By Hpanchal on August 29, 2011

UPS is charging into China’s interior. At the end of July, it began flying daily with MD-11 freighter aircraft from its European hub via Warsaw to Chengdu in Sichuan province and on to Shanghai, its main Asian hub since July 26.

The carrier’s move inland reflects a growing trend; industry officials increasingly find that serving China through the three traditional international gateways — Shanghai, Beijing and Hong Kong (or Guangzhou) — is not enough anymore. The migration of production from the country’s coastal provinces to the interior, a long-cherished ambition of the government in Beijing, has visibly gathered momentum, with manufacturing plants for multinational technology firms like Intel, Cisco and Hewlett-Packard springing up in Sichuan.

The time is finally ripe, sources say, for direct flights to these emerging production areas, as distances to the traditional gateways stretch beyond transit times that are acceptable to shippers. “We have been talking about the western region for 10 years. This is the first year that we are seeing solid results,” said Titus Diu, COO of Air China Cargo.

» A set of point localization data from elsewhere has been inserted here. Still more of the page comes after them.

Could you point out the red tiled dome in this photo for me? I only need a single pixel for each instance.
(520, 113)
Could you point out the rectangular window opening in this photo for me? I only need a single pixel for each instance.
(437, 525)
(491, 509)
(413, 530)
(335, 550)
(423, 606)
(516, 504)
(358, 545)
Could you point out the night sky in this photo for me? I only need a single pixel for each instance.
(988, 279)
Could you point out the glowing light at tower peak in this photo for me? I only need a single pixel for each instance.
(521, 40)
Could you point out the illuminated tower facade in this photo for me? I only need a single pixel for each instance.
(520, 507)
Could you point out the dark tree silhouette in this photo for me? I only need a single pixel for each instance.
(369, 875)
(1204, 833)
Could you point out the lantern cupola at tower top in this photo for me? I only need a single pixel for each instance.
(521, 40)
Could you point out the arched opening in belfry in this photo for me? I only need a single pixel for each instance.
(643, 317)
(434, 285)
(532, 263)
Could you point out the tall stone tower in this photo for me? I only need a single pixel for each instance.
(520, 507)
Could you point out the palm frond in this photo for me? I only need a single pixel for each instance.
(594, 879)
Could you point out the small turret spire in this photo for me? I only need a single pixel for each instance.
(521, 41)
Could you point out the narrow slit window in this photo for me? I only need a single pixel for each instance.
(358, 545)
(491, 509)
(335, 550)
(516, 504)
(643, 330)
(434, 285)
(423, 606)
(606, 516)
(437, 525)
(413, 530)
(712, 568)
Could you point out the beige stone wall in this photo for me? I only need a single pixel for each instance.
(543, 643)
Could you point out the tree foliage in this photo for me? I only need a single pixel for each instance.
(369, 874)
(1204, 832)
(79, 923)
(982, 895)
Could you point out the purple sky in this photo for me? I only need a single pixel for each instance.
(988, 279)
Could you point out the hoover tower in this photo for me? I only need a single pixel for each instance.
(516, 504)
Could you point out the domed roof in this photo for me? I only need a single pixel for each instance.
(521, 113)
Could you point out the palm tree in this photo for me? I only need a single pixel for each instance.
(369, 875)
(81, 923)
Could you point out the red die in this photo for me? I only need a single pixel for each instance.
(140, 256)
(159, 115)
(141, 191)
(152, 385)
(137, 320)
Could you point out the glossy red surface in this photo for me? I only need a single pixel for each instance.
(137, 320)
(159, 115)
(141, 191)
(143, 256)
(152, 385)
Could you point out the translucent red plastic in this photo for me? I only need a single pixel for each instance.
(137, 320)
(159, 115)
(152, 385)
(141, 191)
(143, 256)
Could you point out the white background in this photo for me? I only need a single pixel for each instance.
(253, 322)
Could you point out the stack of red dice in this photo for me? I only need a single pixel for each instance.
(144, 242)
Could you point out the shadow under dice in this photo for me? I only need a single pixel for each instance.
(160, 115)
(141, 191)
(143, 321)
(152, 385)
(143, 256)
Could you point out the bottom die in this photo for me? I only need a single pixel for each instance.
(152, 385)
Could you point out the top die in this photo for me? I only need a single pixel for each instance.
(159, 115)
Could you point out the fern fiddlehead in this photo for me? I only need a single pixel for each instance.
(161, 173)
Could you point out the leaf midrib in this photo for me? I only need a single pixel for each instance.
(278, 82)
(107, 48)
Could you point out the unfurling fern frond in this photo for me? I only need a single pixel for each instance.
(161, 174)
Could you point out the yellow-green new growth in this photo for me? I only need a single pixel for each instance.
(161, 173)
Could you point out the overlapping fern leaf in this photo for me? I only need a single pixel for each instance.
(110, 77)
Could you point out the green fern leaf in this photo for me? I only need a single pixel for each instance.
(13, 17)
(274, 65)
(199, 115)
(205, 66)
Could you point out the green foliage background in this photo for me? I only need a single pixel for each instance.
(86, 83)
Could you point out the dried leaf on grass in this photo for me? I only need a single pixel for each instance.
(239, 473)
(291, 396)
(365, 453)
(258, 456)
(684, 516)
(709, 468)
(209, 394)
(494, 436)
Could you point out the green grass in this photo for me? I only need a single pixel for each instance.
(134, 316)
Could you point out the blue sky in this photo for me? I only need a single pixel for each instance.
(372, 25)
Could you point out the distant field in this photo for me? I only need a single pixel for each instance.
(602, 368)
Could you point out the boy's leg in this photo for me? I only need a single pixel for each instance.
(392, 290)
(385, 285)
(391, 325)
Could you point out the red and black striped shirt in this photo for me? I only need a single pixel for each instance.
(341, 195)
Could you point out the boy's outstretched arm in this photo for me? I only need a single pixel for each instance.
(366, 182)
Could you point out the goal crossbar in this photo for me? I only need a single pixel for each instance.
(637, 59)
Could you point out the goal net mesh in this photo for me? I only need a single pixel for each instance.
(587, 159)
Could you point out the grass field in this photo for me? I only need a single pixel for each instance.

Chengdu and Chongqing lead the pack of China’s burgeoning manufacturing cities by some distance, but others — such as Wuhan, Qingdao and Dalian —  are also drawing attention. Among them, the strongest contender seems to be Zhengzhou.

AirBridgeCargo commenced B747 freighter flights into Zhengzhou last fall, but the venture proved short-lived. According to Robert Song, the Russian carrier’s vice president for the Asia-Pacific region, it was suspended because of limitations of the existing warehouse. This is now being replaced with a larger structure. ABC is set to resume Zhengzhou flights as soon as this opens, which should happen before the fall, Song said.

The fledgling cargo venture between Air China and Cathay Pacific wasted no time in tapping into Chengdu’s potential. Back in April, even before it was formally launched, Air China Cargo inserted Chengdu into a freighter run from Europe to its base in Shanghai. This routing has enabled the carrier to feed exports from Chengdu to its intercontinental departures out of Shanghai, a strategy that has helped it to deal with slower exports out of the main gateways.

In late July, ACC opened the tap wider with the introduction of a weekly freighter run between Shanghai and Chengdu to feed more cargo from the area to its flights from Shanghai.

Now the carrier’s management is studying the viability of mounting scheduled freighter services to Chongqing, the second up-and-coming manufacturing center in China’s interior. ACC has been running regular charters to the airport in addition to the belly-hold capacity of Air China passenger flights serving the city.

TNT Express spearheaded the international push into Chongqing last fall with the launch of three weekly B747-400 freighter flights to its European hub in Liege. The integrator did not have the city’s main-deck market to itself for long, though. Yangtze River Express started twice-weekly B747-400F flights from Chongqing to Moscow and on to Luxembourg in May.

“It’s not a massive market, but it’s growing rapidly,” remarked Michael Drake, managing director for the Asia-Pacific region at TNT Express. In the first four months of this year, Chongqing’s international tonnage surged 580 percent to 18,000 tonnes. Chengdu reported 15-percent growth in volume last year to reach 432,153 tonnes.

One challenge for freighter flights to China’s emerging destinations is the lack of imports, notwithstanding the inbound traffic generated by the supply chains of manufacturers in the areas. Consumer demand for imported goods in the emerging regions is a fraction of what goes to Shanghai or Beijing.

“Contributions on return legs (to China) get more important, especially out of Europe,” said Diu, adding that traffic from Europe to China has been markedly stronger than imports from North America.

Despite some strengthening over the past year, yields into China are still a far cry from a level where they would make a substantial difference. Robert Van de Weg, senior vice president of sales and marketing at Cargolux, reckoned that from Europe they ought to be twice as high as their current level to drive capacity decisions.